Johann Wolfgang GOETHE
Quittant Haumont, la troupe avançait calmement, en bon ordre. GOETHE était entouré de quelques personnes qui suivaient l'armée et formaient une petite société autour de l'écrivain.
Se dirigeant vers Verdun, ils firent une rencontre agréable. Un jeune garçon dans sa charrette cachait une jeune fille voulant se sauver chez des amis plus éloignés. Ils se retrouvèrent entourés de nombreux cavaliers, car ils s'étaient jetés dans "la gueule du loup" en se trompant de direction. Après avoir assuré à la jeune personne qu'elle ferait bien de s'en retourner, le commandant la ramena, rassurée, avec deux Hussards à ses côtés, vers son lieu de domicile à Samogneux où la troupe fut applaudie…

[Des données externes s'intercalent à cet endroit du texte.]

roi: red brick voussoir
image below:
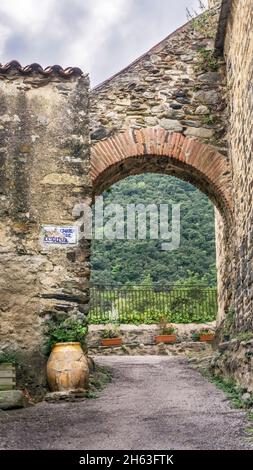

GOETHE : « Comme nous poursuivions notre route nous fîmes une rencontre aussi singulière qu’agréable, qui excita l'intérêt général. Deux hussards amenaient, en remontant la pente de la colline, une légère voiture à deux roues attelées d'un seul cheval. Quand nous demandâmes ce qu'il pouvait y avoir sous la bâche, nous vîmes un garçonnet d'environ une douzaine d'années qui conduisait le cheval et une jeune fille, ou une jeune femme, d'une beauté merveilleuse, qui se pencha hors de son coin pour voir les nombreux cavaliers qui entouraient son abri à deux roues. Nul ne resta indifférent mais nous dûmes abandonner le soin de s'occuper activement de la belle un notre sentimental ami qui, du premier moment où il eut considéré de plus près le misérable véhicule, éprouva le besoin impérieux de lui porter secours. Nous nous retirâmes à l'arrière-plan, mais lui s'informa minutieusement de tous les détails. Il se trouva que la jeune personne, habitante de Samogneux, village de la rive droite de la Meuse dans l'arrondissement de Verdun, dans l'intention de fuir le danger imminent, en se retirant à l'écart chez des amis éloignés, s’était justement jetée dans la gueule du loup. C'est un fait commun que dans ces cas angoissants comme ceux-ci, l'homme s'imagine qu'il sera mieux partout ailleurs que là où il est. Nous fûmes unanimes à lui représenter de la façon la plus aimable qu'elle devait s'en retourner. Notre chef lui-même, le commandant qui avait commencé par flairer un cas d'espionnage, finit par se laisser convaincre par la chaude éloquence de notre ami. Elle fut ramenée par deux honnêtes hussards, quelque peu rassurée jusqu'à son village, lequel fut traversé par la troupe dans un ordre irréprochable et une discipline qui les firent saluer amicalement par les villageois et la belle, debout sur un muret, au milieu des siens. Elle avait repris confiance en l'avenir, son aventure se terminant de façon agréable. »
La Révolution française
BRUNSWICK achevait son mouvement vers Verdun, il se tenait entre l’armée française de Sedan et celle de Metz et empêchait leur jonction. Il pensait avec raison que KELLERMANN s'efforcerait de donner la main à DUMOURIEZ.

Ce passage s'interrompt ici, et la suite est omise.